The Big 'Big Data' Question: Hadoop or Spark?

Bernard Marr

?? Internationally Best-selling #Author?? #KeynoteSpeaker?? #Futurist?? #Business, #Tech & #Strategy Advisor

发布日期: 2015年7月19日

One question I get asked a lot by my clients recently is: Should we go for Hadoop or Spark as our big data framework? Spark has overtaken Hadoop as the most active open source Big Data project. While they are not directly comparable products, they both have many of the same uses.

In order to shed some light onto the issue of “Spark versus Hadoop” I thought an article explaining the essential differences and similarities of each might be useful. As always, I have tried to keep it accessible to anyone, including those without a background in computer science.

Hadoop and Spark are both Big Data frameworks – they provide some of the most popular tools used to carry out common Big Data-related tasks.

Hadoop, for many years, was the leading open source Big Data framework but recently the newer and more advanced Spark has become the more popular of the two Apache Software Foundation tools.

However they do not perform exactly the same tasks, and they are not mutually exclusive, as they are able to work together. Although Spark is reported to work up to 100 times faster than Hadoop in certain circumstances, it does not provide its own distributed storage system.

Distributed storage is fundamental to many of today’s Big Data projects as it allows vast multi-petabyte datasets to be stored across an almost infinite number of everyday computer hard drives, rather than involving hugely costly custom machinery which would hold it all on one device. These systems are scalable, meaning that more drives can be added to the network as the dataset grows in size.

As I mentioned, Spark does not include its own system for organizing files in a distributed way (the file system) so it requires one provided by a third-party. For this reason many Big Data projects involve installing Spark on top of Hadoop, where Spark’s advanced analytics applications can make use of data stored using the Hadoop Distributed File System (HDFS).

What really gives Spark the edge over Hadoop is speed. Spark handles most of its operations “in memory” – copying them from the distributed physical storage into far faster logical RAM memory. This reduces the amount of time consuming writing and reading to and from slow, clunky mechanical hard drives that needs to be done under Hadoop’s MapReduce system.

MapReduce writes all of the data back to the physical storage medium after each operation. This was originally done to ensure a full recovery could be made in case something goes wrong – as data held electronically in RAM is more volatile than that stored magnetically on disks. However Spark arranges data in what are known as Resilient Distributed Datasets, which can be recovered following failure.

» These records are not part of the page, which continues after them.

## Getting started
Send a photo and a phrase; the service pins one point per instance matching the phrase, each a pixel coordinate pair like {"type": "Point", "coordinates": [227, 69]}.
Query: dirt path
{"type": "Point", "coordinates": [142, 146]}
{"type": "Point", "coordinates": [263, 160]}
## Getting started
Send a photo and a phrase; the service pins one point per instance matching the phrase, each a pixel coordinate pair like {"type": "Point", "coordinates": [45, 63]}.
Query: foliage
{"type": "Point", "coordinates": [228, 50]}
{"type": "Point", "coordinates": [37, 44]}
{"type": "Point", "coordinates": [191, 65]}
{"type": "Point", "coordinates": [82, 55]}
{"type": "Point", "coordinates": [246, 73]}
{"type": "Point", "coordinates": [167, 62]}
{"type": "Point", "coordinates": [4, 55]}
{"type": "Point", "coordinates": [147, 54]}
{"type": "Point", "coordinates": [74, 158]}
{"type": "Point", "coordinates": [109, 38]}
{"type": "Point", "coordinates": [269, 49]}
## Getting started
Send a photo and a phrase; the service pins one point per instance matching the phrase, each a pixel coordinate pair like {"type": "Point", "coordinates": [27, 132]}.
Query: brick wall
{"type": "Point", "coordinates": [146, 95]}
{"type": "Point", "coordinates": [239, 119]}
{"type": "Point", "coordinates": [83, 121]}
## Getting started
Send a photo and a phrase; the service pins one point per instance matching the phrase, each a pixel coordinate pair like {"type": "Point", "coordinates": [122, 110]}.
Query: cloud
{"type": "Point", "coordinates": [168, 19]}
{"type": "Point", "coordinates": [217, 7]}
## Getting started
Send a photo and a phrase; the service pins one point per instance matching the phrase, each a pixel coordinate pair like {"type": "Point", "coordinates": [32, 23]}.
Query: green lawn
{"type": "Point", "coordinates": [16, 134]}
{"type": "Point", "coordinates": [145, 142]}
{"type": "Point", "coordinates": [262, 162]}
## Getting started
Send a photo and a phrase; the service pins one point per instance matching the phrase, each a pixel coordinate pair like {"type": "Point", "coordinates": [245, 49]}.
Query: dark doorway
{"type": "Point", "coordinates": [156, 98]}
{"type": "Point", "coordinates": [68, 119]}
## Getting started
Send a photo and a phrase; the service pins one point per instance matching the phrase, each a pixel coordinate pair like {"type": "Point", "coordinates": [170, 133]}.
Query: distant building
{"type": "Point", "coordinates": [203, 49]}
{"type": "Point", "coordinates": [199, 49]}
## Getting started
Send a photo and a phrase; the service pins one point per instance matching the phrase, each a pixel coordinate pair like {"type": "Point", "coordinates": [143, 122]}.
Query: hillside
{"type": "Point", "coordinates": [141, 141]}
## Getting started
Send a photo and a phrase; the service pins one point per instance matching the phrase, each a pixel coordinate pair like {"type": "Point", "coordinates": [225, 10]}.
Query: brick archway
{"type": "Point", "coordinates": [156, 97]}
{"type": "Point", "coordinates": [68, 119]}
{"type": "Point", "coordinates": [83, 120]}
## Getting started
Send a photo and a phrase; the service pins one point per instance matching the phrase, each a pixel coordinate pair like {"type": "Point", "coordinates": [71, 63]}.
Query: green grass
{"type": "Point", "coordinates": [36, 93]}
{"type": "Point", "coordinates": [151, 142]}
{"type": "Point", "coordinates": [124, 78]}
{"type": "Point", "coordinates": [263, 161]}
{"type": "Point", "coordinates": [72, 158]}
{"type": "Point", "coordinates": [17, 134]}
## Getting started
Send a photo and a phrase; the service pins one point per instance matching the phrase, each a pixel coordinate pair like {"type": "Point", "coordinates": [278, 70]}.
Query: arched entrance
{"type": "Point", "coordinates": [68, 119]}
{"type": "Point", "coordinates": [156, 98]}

Spark’s functionality for handling advanced data processing tasks such as real time stream processing and machine learning is way ahead of what is possible with Hadoop alone. This, along with the gain in speed provided by in-memory operations, is the real reason, in my opinion, for its growth in popularity. Real-time processing means that data can be fed into an analytical application the moment it is captured, and insights immediately fed back to the user through a dashboard, to allow action to be taken. This sort of processing is increasingly being used in all sorts of Big Data applications, for example recommendation engines used by retailers, or monitoring the performance of industrial machinery in the manufacturing industry.

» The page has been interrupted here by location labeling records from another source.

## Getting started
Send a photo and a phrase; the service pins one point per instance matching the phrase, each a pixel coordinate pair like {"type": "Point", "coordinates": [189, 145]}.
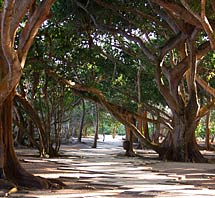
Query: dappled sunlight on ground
{"type": "Point", "coordinates": [106, 172]}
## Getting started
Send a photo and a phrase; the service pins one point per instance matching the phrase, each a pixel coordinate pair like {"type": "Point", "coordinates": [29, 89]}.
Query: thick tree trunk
{"type": "Point", "coordinates": [10, 165]}
{"type": "Point", "coordinates": [207, 131]}
{"type": "Point", "coordinates": [183, 146]}
{"type": "Point", "coordinates": [128, 143]}
{"type": "Point", "coordinates": [96, 126]}
{"type": "Point", "coordinates": [81, 121]}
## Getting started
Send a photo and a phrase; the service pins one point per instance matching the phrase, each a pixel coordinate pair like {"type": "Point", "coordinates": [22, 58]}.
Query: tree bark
{"type": "Point", "coordinates": [12, 169]}
{"type": "Point", "coordinates": [81, 121]}
{"type": "Point", "coordinates": [96, 126]}
{"type": "Point", "coordinates": [207, 131]}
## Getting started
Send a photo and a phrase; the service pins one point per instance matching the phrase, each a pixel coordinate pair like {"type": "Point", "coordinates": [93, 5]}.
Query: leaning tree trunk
{"type": "Point", "coordinates": [96, 126]}
{"type": "Point", "coordinates": [183, 146]}
{"type": "Point", "coordinates": [10, 165]}
{"type": "Point", "coordinates": [81, 121]}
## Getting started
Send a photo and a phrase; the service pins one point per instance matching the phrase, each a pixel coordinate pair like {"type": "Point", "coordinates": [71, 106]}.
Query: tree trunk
{"type": "Point", "coordinates": [207, 131]}
{"type": "Point", "coordinates": [183, 142]}
{"type": "Point", "coordinates": [12, 169]}
{"type": "Point", "coordinates": [96, 126]}
{"type": "Point", "coordinates": [145, 126]}
{"type": "Point", "coordinates": [81, 121]}
{"type": "Point", "coordinates": [128, 143]}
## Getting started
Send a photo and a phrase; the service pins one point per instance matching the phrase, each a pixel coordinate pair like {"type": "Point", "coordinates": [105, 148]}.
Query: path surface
{"type": "Point", "coordinates": [105, 172]}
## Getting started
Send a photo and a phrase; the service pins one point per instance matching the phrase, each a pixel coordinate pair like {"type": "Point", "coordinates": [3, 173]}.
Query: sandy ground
{"type": "Point", "coordinates": [106, 172]}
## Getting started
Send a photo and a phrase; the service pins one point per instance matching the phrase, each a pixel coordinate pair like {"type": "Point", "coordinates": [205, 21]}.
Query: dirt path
{"type": "Point", "coordinates": [105, 172]}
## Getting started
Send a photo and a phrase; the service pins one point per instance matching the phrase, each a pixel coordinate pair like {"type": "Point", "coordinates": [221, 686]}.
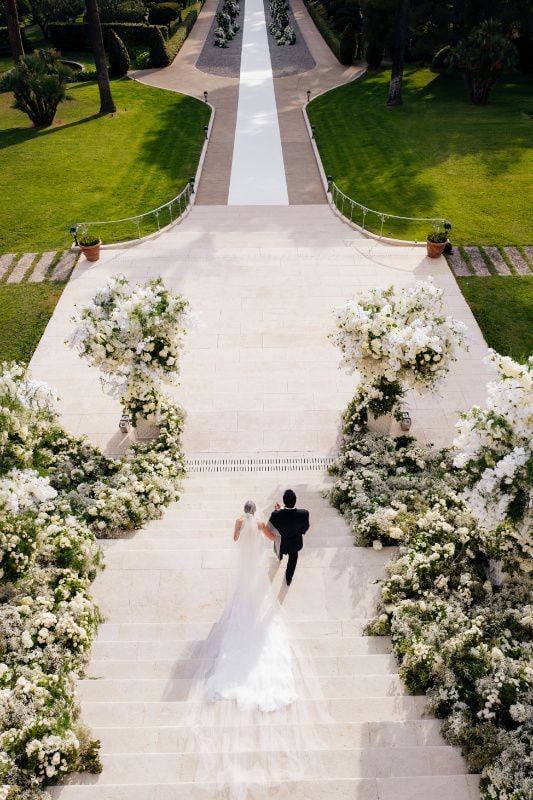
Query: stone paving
{"type": "Point", "coordinates": [501, 261]}
{"type": "Point", "coordinates": [259, 378]}
{"type": "Point", "coordinates": [53, 265]}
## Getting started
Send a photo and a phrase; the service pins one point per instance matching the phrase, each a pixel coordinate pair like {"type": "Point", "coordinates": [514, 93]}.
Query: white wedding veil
{"type": "Point", "coordinates": [255, 709]}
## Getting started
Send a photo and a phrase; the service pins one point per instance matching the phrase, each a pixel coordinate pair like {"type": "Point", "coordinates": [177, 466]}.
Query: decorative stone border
{"type": "Point", "coordinates": [481, 262]}
{"type": "Point", "coordinates": [52, 265]}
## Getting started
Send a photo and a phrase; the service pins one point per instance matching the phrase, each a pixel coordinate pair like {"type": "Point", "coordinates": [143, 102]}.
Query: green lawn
{"type": "Point", "coordinates": [503, 307]}
{"type": "Point", "coordinates": [25, 309]}
{"type": "Point", "coordinates": [87, 167]}
{"type": "Point", "coordinates": [437, 155]}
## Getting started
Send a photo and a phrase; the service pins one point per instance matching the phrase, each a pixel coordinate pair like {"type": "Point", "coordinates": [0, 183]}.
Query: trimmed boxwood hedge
{"type": "Point", "coordinates": [75, 35]}
{"type": "Point", "coordinates": [5, 46]}
{"type": "Point", "coordinates": [329, 36]}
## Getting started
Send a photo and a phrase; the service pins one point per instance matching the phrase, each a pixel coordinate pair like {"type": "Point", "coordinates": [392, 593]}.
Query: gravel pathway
{"type": "Point", "coordinates": [224, 61]}
{"type": "Point", "coordinates": [288, 59]}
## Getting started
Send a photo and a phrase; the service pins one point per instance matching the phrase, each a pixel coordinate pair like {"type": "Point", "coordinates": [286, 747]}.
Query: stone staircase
{"type": "Point", "coordinates": [161, 592]}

Machine learning – creating algorithms which can “think” for themselves, allowing them to improve and “learn” through a process of statistical modelling and simulation, until an ideal solution to a proposed problem is found, is an area of analytics which is well suited to the Spark platform, thanks to its speed and ability to handle streaming data. This sort of technology lies at the heart of the latest advanced manufacturing systems used in industry which can predict when parts will go wrong and when to order replacements, and will also lie at the heart of the driverless cars and ships of the near future. Spark includes its own machine learning libraries, called MLib, whereas Hadoop systems must be interfaced with a third-party machine learning library, for example Apache Mahout.

The reality is, although the existence of the two Big Data frameworks is often pitched as a battle for dominance, that isn’t really the case. There is some crossover of function, but both are non-commercial products so it isn’t really “competition” as such, and the corporate entities which do make money from providing support and installation of these free-to-use systems will often offer both services, allowing the buyer to pick and choose which functionality they require from each framework.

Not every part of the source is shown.